Spiegel Online belässt es nicht bei der ominösen Schlagzeile. Peking modernisiere „sein Militär mit atemberaubendem Tempo“ heißt es im Vorspann, verfüge wohl bald schon über Raketen, die „zur tödlichen Gefahr für amerikanische Flugzeugträger werden könnten“.

Untrügliche Anzeichen für die perfide Aufrüstung wurden ausgemacht – China „gibt sich keine Mühe mehr, seine ambitionierten Waffenprogramme zu verbergen“. Historisch fanden bislang die Ideologen des Kalten Krieges nur ein noch untrüglichereres Indiz für friedensgefährdende Aufrüstung – die strikte Geheimhaltung von allem was sich im und ums Militär herum ereignet. Das jedenfalls wurde jahrzehntelang den roten Sowjet-Zaren vorgehalten.

Aber Peking macht es uns heute ja – zum Glück – leichter: Es lässt sich in die Karten schauen. Und was sieht Spiegel-Online dort: „erste Testflüge eines Stealth-Kampfjets“ etwa oder einen Flugzeugträger, der – welche Frechheit – „mitten im Hafen von Dalian einsatzbereit“ gemacht werde und schon in den „nächsten Tagen oder Wochen zu seiner Jungfernfahrt aufbrechen“ könnte.

Eine wahrhaft bedrohliche Entwicklung erproben die Chinesen doch jetzt schon eine Tarnkappen-Technik, die in den USA gerade erst – nämlich vor drei Jahrzehnten – in Dienst gestellt worden ist. Und dann dümpelt da noch ein Flugzeugträger, übrigens ein Uralt-Rohbau aus dem Sowjet-Nachlass, mit dem Moskau nichts mehr anzufangen wusste. Nach Größe und technischer Ausstattung liegt er Generationen hinter dem Entwicklungstand westlicher Träger.

Von den 85 solcher Großkampfschiffe, die bereits das Sternenbanner am Heck führten, stehen derzeit noch elf im Dienst der USA, zwei weitere sind im Bau.

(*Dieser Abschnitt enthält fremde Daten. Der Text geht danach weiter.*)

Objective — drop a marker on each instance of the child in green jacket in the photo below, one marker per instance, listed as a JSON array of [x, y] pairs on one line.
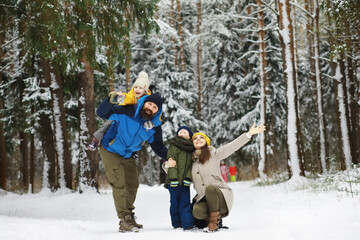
[[179, 178]]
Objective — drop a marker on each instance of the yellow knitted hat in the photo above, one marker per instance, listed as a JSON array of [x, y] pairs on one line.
[[202, 134], [142, 81]]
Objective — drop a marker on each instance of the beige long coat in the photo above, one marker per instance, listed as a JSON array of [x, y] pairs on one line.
[[207, 174]]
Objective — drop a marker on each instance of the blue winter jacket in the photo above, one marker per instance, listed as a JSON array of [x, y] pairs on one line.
[[127, 133]]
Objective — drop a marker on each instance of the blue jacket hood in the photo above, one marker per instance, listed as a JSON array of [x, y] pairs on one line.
[[156, 118]]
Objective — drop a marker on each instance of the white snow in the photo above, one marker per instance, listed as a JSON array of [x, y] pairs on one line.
[[271, 212]]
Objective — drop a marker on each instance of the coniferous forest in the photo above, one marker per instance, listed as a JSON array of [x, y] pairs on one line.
[[220, 66]]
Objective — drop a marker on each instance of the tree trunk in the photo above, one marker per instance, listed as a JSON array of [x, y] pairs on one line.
[[46, 132], [199, 60], [3, 151], [61, 134], [110, 68], [173, 25], [24, 149], [88, 160], [32, 156], [342, 115], [353, 104], [264, 82], [293, 129], [179, 22], [316, 37], [127, 47]]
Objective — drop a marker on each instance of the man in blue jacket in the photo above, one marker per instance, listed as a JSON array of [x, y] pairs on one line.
[[131, 126]]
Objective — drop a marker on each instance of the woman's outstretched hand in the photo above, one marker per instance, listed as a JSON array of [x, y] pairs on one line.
[[256, 130], [171, 162]]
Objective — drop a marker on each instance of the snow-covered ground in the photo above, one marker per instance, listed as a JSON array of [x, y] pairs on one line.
[[264, 213]]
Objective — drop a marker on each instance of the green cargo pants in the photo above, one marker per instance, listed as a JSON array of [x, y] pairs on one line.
[[123, 176], [213, 201]]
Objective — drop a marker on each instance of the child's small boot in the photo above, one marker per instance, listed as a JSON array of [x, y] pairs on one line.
[[93, 145]]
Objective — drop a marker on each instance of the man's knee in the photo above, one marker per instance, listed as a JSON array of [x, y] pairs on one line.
[[200, 211]]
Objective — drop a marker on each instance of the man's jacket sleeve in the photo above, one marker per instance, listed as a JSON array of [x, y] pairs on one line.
[[105, 109], [158, 145]]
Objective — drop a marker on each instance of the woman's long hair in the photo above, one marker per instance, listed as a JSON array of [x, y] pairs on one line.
[[205, 154]]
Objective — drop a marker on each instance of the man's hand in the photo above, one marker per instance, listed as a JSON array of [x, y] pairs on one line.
[[171, 162], [256, 130]]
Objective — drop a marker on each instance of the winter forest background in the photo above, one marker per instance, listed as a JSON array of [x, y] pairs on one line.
[[220, 66]]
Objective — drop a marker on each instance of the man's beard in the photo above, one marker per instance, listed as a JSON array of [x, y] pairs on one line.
[[145, 115]]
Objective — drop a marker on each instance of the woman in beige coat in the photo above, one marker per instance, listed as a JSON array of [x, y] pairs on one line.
[[214, 197]]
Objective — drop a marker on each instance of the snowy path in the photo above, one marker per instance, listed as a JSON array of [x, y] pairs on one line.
[[262, 213]]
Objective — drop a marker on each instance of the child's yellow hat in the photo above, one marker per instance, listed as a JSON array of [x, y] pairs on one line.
[[202, 134]]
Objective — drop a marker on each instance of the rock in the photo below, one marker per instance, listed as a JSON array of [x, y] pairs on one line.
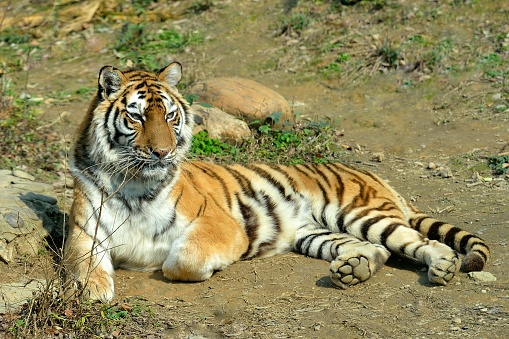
[[218, 124], [445, 172], [14, 295], [23, 175], [28, 214], [246, 99], [482, 276]]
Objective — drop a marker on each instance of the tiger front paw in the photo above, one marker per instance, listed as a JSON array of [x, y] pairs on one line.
[[98, 286], [357, 264], [443, 262], [443, 270]]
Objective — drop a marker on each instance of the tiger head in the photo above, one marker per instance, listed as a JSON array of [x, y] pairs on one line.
[[138, 123]]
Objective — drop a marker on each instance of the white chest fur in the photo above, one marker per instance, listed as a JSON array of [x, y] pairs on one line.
[[137, 236]]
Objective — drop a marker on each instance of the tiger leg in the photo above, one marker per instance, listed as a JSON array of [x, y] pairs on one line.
[[89, 265], [352, 260], [210, 245], [393, 233]]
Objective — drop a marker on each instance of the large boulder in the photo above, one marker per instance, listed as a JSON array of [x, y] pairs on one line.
[[218, 124], [28, 214], [245, 99]]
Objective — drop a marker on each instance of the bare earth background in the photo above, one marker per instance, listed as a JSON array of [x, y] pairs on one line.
[[413, 119]]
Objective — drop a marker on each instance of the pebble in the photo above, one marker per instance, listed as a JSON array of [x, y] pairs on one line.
[[445, 172], [23, 175], [482, 276]]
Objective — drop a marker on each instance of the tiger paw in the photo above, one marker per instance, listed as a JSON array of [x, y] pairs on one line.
[[441, 271], [358, 264], [98, 287]]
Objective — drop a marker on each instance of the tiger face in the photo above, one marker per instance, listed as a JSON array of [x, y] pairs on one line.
[[147, 123]]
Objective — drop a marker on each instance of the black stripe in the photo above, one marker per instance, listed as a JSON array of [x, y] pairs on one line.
[[288, 177], [450, 237], [250, 224], [482, 254], [389, 229], [433, 231], [417, 222], [340, 186], [267, 176], [368, 223], [312, 236], [270, 206], [221, 181], [243, 181], [322, 175]]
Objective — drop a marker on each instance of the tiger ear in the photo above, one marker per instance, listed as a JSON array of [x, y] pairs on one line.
[[110, 80], [171, 74]]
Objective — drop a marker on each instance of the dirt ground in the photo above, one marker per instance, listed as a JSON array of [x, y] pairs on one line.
[[290, 296]]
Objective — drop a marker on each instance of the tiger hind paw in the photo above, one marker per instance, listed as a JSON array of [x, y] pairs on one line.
[[357, 265], [443, 270]]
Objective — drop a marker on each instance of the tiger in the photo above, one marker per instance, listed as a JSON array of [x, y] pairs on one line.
[[141, 204]]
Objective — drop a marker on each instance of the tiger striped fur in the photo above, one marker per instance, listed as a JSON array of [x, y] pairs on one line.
[[140, 205]]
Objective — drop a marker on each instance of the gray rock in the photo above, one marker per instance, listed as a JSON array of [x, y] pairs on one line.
[[14, 295], [28, 214], [482, 276], [218, 124], [245, 99], [23, 175]]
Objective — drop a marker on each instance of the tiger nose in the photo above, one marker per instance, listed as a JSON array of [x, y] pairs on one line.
[[161, 152]]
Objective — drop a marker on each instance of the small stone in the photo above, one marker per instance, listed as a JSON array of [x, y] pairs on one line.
[[31, 196], [378, 157], [219, 125], [245, 99], [482, 276], [23, 175], [14, 220], [445, 172]]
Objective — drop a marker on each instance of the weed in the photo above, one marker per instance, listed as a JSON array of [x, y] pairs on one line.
[[151, 48], [494, 66], [198, 7], [389, 54], [203, 145], [24, 141]]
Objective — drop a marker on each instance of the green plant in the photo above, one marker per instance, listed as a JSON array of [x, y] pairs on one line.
[[495, 66], [499, 164], [198, 7], [151, 48], [203, 145], [294, 24]]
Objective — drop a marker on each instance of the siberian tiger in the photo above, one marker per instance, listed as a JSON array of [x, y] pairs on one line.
[[138, 204]]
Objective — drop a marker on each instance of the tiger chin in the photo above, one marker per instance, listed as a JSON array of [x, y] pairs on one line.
[[138, 204]]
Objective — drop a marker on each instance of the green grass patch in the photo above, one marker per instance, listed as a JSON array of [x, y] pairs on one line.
[[499, 164], [303, 142], [152, 48]]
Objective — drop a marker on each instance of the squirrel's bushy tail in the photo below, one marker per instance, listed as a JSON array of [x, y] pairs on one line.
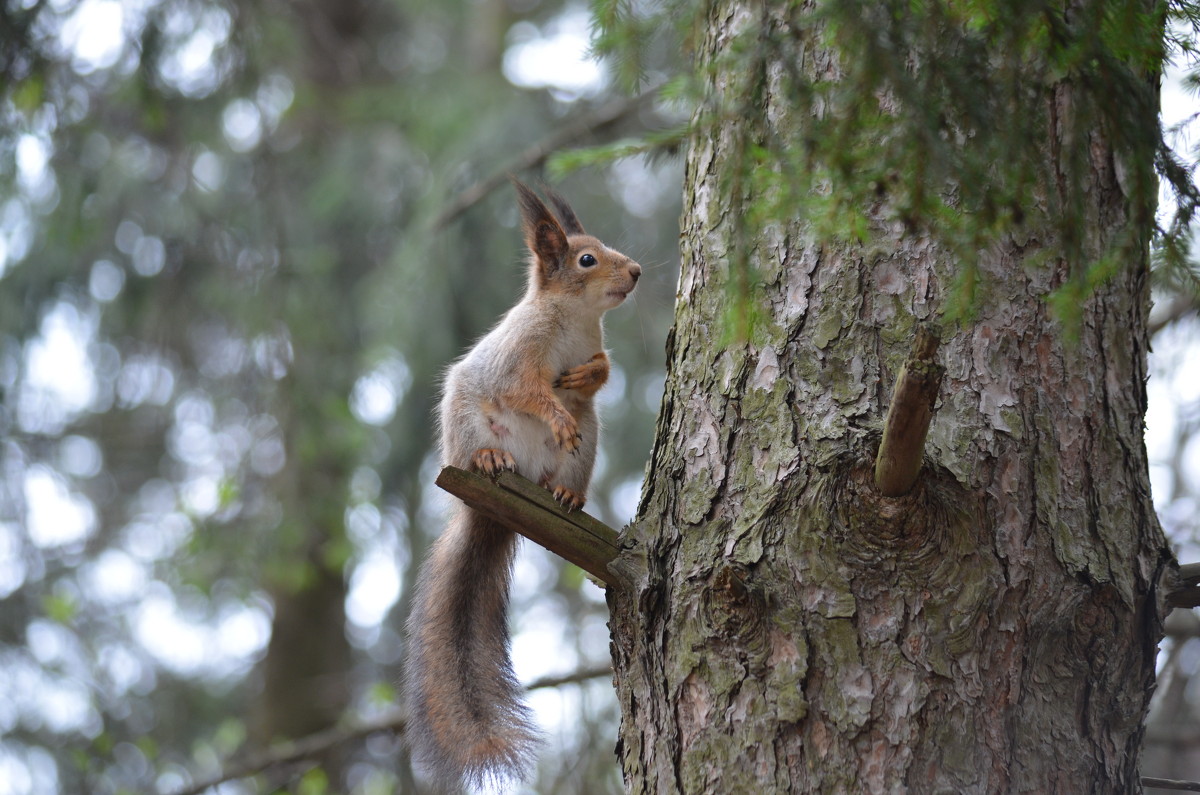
[[466, 719]]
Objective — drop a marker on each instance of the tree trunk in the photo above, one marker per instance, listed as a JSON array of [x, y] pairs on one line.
[[995, 629]]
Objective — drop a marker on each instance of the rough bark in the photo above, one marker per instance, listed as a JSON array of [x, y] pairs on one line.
[[995, 629]]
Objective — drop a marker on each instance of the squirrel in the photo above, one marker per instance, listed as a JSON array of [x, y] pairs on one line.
[[520, 400]]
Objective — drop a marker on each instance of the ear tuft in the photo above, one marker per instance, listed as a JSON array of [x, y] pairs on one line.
[[543, 232], [565, 214]]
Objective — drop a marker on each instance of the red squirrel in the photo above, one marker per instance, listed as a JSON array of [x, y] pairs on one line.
[[522, 400]]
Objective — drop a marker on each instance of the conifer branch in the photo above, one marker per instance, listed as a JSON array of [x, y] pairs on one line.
[[528, 509], [541, 150], [903, 447]]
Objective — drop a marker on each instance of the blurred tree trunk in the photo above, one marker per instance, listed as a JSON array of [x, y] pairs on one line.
[[995, 629]]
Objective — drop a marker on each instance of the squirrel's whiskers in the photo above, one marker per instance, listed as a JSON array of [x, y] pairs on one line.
[[521, 399]]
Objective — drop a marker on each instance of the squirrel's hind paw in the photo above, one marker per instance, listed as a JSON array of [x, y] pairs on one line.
[[567, 498], [492, 461]]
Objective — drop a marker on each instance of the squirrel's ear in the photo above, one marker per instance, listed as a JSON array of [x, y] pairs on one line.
[[565, 214], [543, 232]]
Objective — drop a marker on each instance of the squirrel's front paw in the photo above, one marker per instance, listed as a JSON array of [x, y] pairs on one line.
[[588, 376], [492, 461], [567, 498], [567, 431]]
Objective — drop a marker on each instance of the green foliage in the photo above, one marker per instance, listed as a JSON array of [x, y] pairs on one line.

Zu wirkungsvollen Mitteln der Machtprojektion, die US-Trägerflotten fortwährend auf den Weltmeeren rund um den Globus demonstrieren, werden diese Saurier der Seekriegsführung allerdings erst, wenn sie durch eine ganze Armada von Begleitschiffen geschützt werden. Atom-U-Boote, die jede feindliche Annäherung an den milliardenteuren Mammut-Pott weit jenseits des Horizonts torpedieren können; Ägis-Kreuzer und –Zerstörer, die über hunderte Kilometer jedes Feindflugzeug entdecken und mit Hochgeschwindigkeitsraketen vom Himmel holen können. Nichts Vergleichbares können Pekings Admiräle in See stechen lassen. Ohne einen solchen Schutzschirm sind Flugzeugträger jedoch kaum mehr als schwimmende Särge.

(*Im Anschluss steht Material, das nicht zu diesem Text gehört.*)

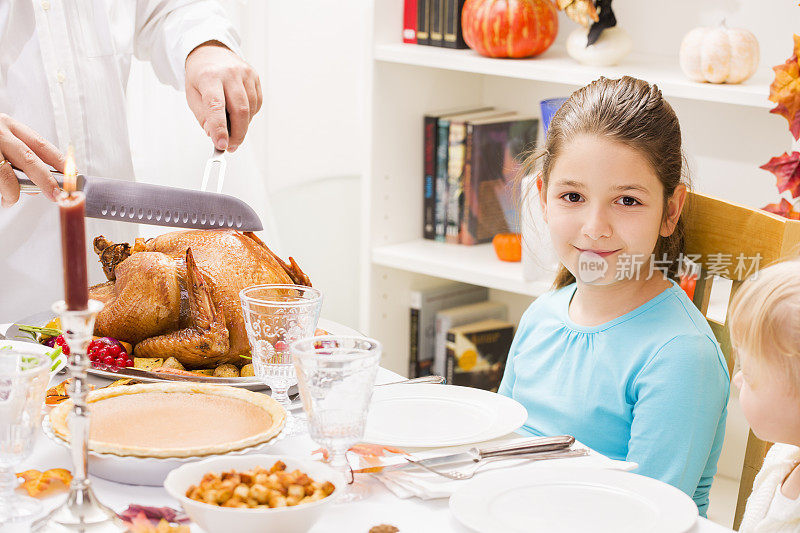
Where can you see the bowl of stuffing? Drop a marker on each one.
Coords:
(254, 493)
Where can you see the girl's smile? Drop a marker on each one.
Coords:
(604, 198)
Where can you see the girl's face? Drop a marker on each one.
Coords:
(768, 402)
(604, 206)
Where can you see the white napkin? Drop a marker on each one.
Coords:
(427, 485)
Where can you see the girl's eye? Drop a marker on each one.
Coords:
(629, 201)
(571, 197)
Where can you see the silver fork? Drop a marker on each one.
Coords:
(458, 475)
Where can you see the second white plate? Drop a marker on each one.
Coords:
(568, 499)
(432, 416)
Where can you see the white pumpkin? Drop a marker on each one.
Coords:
(612, 45)
(719, 55)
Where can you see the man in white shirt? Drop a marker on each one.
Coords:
(64, 66)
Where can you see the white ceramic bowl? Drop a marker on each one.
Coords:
(214, 519)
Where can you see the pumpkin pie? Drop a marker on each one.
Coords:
(175, 419)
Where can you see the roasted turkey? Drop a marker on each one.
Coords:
(178, 294)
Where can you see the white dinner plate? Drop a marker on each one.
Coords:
(426, 415)
(562, 499)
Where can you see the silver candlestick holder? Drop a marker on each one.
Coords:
(81, 512)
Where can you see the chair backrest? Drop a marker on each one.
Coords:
(728, 240)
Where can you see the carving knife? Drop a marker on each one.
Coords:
(158, 205)
(535, 445)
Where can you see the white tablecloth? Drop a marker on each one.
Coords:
(381, 507)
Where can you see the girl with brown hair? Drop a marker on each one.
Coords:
(616, 354)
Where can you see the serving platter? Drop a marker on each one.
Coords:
(250, 382)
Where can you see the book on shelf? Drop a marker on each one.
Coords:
(436, 24)
(477, 353)
(410, 21)
(423, 17)
(456, 165)
(429, 150)
(458, 316)
(453, 37)
(495, 148)
(423, 306)
(441, 192)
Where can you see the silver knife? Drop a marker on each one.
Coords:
(131, 372)
(539, 444)
(158, 205)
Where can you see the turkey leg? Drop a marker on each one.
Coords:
(205, 342)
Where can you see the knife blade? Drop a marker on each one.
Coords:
(538, 444)
(158, 205)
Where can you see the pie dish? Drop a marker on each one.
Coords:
(175, 419)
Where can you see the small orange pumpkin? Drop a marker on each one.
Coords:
(509, 28)
(508, 246)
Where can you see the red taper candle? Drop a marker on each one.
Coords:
(72, 208)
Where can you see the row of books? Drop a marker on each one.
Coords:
(434, 23)
(455, 331)
(471, 157)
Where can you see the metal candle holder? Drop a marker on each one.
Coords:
(81, 512)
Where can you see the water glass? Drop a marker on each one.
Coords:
(336, 375)
(274, 317)
(23, 381)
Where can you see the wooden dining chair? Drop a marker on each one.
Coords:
(718, 231)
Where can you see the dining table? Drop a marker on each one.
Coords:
(381, 506)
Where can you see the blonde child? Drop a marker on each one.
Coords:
(765, 332)
(619, 357)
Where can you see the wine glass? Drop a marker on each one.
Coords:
(336, 375)
(274, 317)
(23, 381)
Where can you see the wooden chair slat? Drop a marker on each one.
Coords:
(716, 227)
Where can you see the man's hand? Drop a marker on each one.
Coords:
(217, 79)
(29, 152)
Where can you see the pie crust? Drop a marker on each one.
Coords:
(175, 419)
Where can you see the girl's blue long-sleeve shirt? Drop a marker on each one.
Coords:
(650, 386)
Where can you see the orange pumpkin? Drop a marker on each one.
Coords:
(508, 246)
(509, 28)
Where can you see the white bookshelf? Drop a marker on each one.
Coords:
(555, 66)
(476, 265)
(727, 133)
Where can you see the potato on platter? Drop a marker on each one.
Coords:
(147, 363)
(226, 371)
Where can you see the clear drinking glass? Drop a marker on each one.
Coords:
(336, 375)
(275, 316)
(23, 381)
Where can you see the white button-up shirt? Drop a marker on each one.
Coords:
(64, 67)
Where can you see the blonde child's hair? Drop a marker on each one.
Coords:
(764, 319)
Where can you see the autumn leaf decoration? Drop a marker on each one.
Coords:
(785, 91)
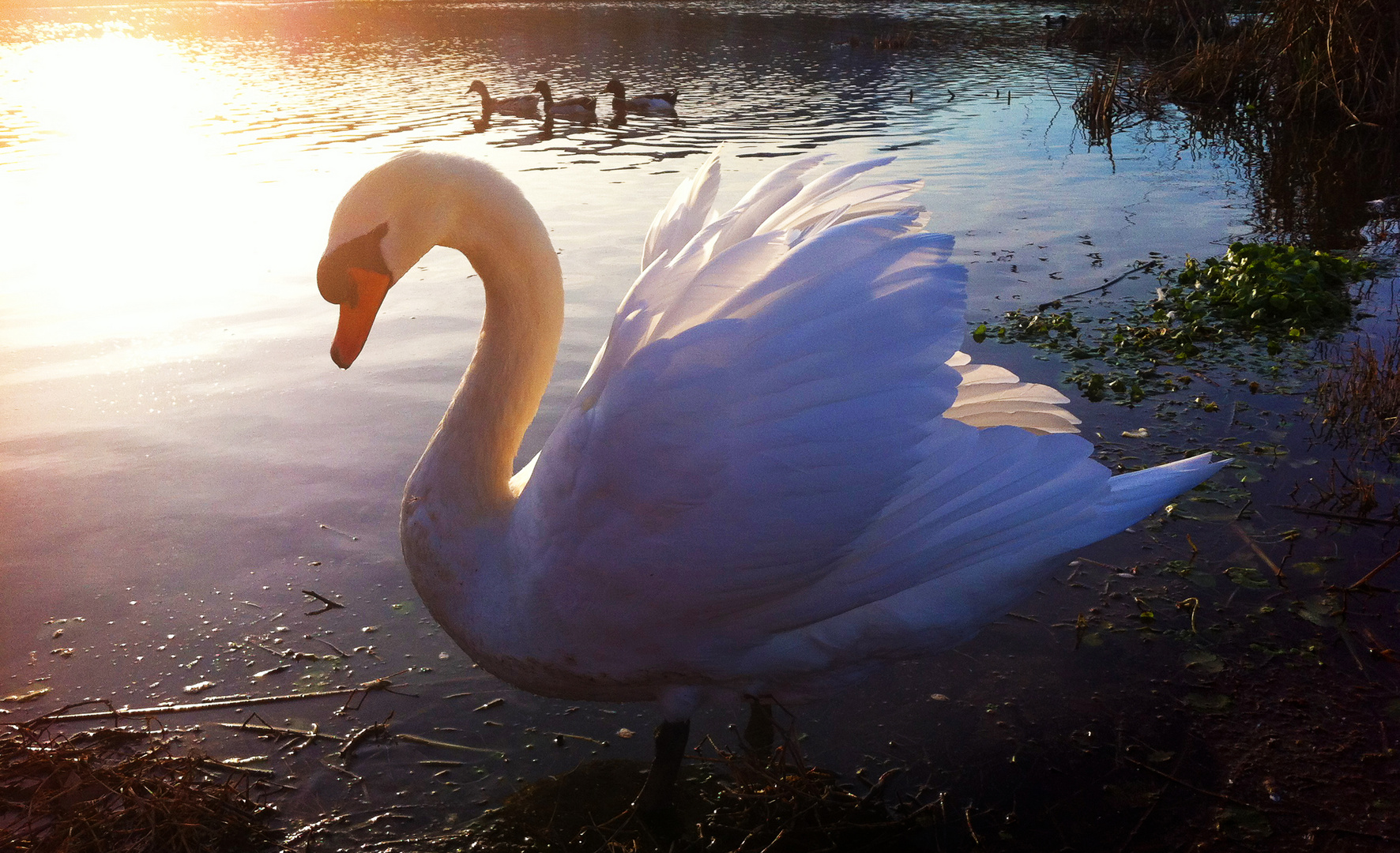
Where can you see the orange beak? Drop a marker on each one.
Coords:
(357, 314)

Doch nun droht gelbe Gefahr auch aus dem All. Chinesische „Himmelspäher könnten feindliche Einheiten in Echtzeit verfolgen und – das ist der zentrale Punkt – ballistische Raketen ins Ziel lenken“, zitiert SPON aus einem amerikanischen Strategie-Journal. „Die USA sehen dadurch ihren Machtanspruch im Pazifik bedroht, der in erster Linie mit Flugzeugträgern demonstriert und durchgesetzt wird“, resümiert der Online-Stratege, als besäßen die USA einen Rechtsanspruch darauf, den Stillen Ozean als ihr Binnengewässer anzusehen.

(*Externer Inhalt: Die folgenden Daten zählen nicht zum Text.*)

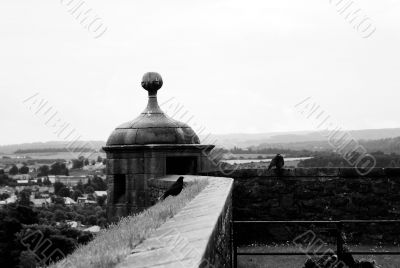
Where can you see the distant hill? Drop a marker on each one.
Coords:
(309, 140)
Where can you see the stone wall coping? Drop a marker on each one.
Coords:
(308, 172)
(182, 241)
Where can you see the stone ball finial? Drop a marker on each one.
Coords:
(152, 82)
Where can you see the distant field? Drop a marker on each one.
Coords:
(298, 261)
(58, 155)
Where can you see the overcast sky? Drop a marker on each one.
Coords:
(235, 66)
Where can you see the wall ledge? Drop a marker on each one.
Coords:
(185, 239)
(309, 172)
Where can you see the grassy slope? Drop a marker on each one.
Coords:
(112, 245)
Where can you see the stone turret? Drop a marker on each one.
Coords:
(151, 145)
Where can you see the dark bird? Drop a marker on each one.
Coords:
(175, 188)
(277, 162)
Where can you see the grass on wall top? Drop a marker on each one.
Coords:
(115, 243)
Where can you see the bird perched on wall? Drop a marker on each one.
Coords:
(175, 188)
(277, 162)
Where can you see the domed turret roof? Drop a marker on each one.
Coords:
(152, 126)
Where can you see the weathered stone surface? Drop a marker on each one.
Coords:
(343, 197)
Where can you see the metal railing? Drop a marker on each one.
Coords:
(339, 238)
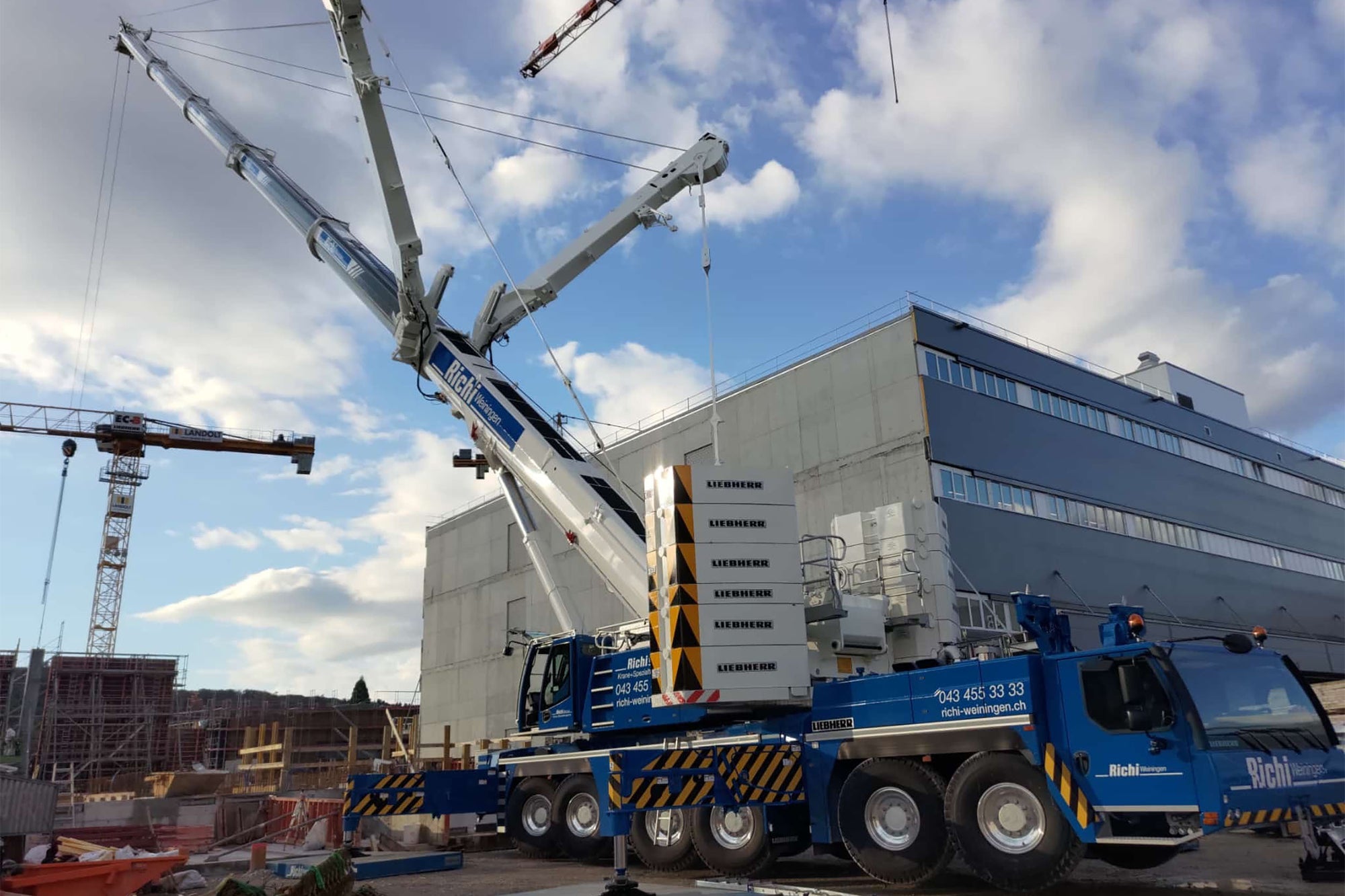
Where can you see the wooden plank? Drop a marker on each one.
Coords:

Flugzeugträger der USA kreuzen bedrohlich vor fremden Küsten, ihre Spionagesatelliten können aus dem Weltall die Schlagzeilen von Zeitungen entziffern und ihre elektronischen Himmelsspäher belauschen weltweit den Telefonverkehr, lesen Emails und durchforsten das Internet. Da scheint es weder erstaunlich noch verwerflich, dass die bevölkerungsreichste Nation der Erde, nächst den Vereinigten Staaten der Welt viertgrößter Flächenstaat, nach Wegen und Mitteln sucht, den gewaltigen Vorsprung zu verringern, den sich Washington billionenteuer zusammengerüstet hat.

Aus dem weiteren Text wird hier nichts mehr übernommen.